Hat der legendäre Anführer der Kassam-Brigaden, Mohammed Deif, den israelischen Luftschlag während des Gazakrieges überlebt? Ein libanesischer Fernsehsender, der eng mit der Hisbollah-Terrormiliz verbunden ist, berichtete jetzt über einen Trauerbrief, den Deif angeblich an Hisbollah-Führer Hassan Nasrallah geschickt hat. Darin drücke Deif seine Trauer über den Tod von sechs Offizieren der Hisbollah aus. Sie waren am vergangenen Sonntag bei einem Luftschlag umgekommen, der Israel zugeschrieben wird.
Mohammed Deif fordere in dem Brief dazu auf, alle Waffen auf Israel zu richten, das sich barbarisch verhalten habe. Ferner heißt es in dem Brief, dass alle islamischen Widerstandsgruppen sich vereinigen sollten.
In der Schlussphase der Militäroperation „Starker Fels“ hatte Israels Armee ganz gezielt Deifs Haus in Gaza-Stadt bombardiert. Der Geheimdienst ging davon aus, dass er sich zu dieser Zeit dort aufhielt. Die Hamas bestätigte danach den Angriff und räumte ein, dass Deifs Frau und sein Sohn dabei ums Leben kamen. Die israelische Armee ging davon aus, dass auch Deif selbst bei dem Angriff starb. Die Hamas bestritt dies jedoch vehement.
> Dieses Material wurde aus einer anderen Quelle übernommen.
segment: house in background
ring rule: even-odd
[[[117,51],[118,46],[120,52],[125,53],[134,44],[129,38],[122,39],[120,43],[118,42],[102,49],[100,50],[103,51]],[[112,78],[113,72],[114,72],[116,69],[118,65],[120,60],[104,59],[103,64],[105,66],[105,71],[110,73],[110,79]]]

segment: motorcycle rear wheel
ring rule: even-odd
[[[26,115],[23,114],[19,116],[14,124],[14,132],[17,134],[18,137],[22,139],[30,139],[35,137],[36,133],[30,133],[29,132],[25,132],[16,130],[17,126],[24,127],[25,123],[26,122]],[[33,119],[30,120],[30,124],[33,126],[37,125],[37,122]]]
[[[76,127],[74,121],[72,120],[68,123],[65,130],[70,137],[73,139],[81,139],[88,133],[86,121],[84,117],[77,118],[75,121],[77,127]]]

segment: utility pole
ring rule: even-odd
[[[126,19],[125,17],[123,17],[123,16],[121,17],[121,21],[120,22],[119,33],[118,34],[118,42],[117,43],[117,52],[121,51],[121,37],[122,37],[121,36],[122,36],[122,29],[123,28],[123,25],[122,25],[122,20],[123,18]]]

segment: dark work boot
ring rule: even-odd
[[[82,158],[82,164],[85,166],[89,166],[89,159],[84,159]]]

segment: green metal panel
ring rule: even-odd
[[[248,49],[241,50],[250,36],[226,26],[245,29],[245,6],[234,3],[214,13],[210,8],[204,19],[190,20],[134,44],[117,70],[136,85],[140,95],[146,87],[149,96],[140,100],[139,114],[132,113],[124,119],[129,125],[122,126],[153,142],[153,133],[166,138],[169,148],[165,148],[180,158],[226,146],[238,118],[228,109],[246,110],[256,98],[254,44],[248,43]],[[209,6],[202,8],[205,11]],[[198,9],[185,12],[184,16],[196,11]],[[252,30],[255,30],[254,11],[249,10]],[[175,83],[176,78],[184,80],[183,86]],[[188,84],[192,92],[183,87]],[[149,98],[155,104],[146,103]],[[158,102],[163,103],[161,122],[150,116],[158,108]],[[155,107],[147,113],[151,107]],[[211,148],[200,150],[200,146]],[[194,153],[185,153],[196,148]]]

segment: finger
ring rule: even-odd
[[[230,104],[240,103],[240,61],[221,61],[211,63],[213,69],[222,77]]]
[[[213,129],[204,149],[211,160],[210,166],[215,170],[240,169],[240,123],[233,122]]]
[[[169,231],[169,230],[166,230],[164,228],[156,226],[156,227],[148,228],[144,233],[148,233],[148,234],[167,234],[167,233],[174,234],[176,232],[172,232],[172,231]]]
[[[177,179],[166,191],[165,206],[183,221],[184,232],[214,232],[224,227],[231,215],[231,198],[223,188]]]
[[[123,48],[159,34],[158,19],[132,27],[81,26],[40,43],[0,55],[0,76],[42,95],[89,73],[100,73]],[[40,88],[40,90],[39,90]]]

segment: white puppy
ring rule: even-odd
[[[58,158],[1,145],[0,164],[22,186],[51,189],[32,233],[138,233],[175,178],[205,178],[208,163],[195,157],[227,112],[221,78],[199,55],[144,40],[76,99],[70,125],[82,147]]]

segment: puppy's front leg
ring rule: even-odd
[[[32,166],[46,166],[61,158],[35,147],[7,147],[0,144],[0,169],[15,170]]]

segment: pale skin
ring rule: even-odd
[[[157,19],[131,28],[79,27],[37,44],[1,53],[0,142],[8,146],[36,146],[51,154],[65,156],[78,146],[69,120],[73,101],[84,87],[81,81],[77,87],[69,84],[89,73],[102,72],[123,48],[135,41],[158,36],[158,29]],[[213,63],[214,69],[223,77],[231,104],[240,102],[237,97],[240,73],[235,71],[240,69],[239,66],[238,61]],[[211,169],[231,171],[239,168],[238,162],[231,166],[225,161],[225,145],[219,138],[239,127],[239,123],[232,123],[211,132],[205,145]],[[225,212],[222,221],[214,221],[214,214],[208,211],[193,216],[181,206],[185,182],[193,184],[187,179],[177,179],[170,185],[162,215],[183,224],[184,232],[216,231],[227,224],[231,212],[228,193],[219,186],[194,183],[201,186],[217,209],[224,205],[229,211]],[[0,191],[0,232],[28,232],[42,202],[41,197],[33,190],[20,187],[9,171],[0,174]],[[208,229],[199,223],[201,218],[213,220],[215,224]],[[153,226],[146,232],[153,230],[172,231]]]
Von Deif, dem „Phantom von Gaza“, gibt es seit Jahren keine aktuellen Fotos. Er ist ein radikaler Judenfeind und kluger Militärstratege. In den vergangenen 20 Jahren hat Deif vier gezielte Tötungsversuche des israelischen Militärs überlebt. Er soll dadurch schwer behindert sein und im Rollstuhl sitzen. Der „Terrorfürst“ von Gaza gilt als Drahtzieher zahlreicher Anschläge auf Israelis und als „Erfinder“ der Terror-Tunnel-Strategie.
Foto: Die Beerdigung von Widad Deif, der Ehefrau des „Terrorfürsten“, und ihrem Sohn Ali am 20. August 2014 nutzte die Hamas für eine Großkundgebung.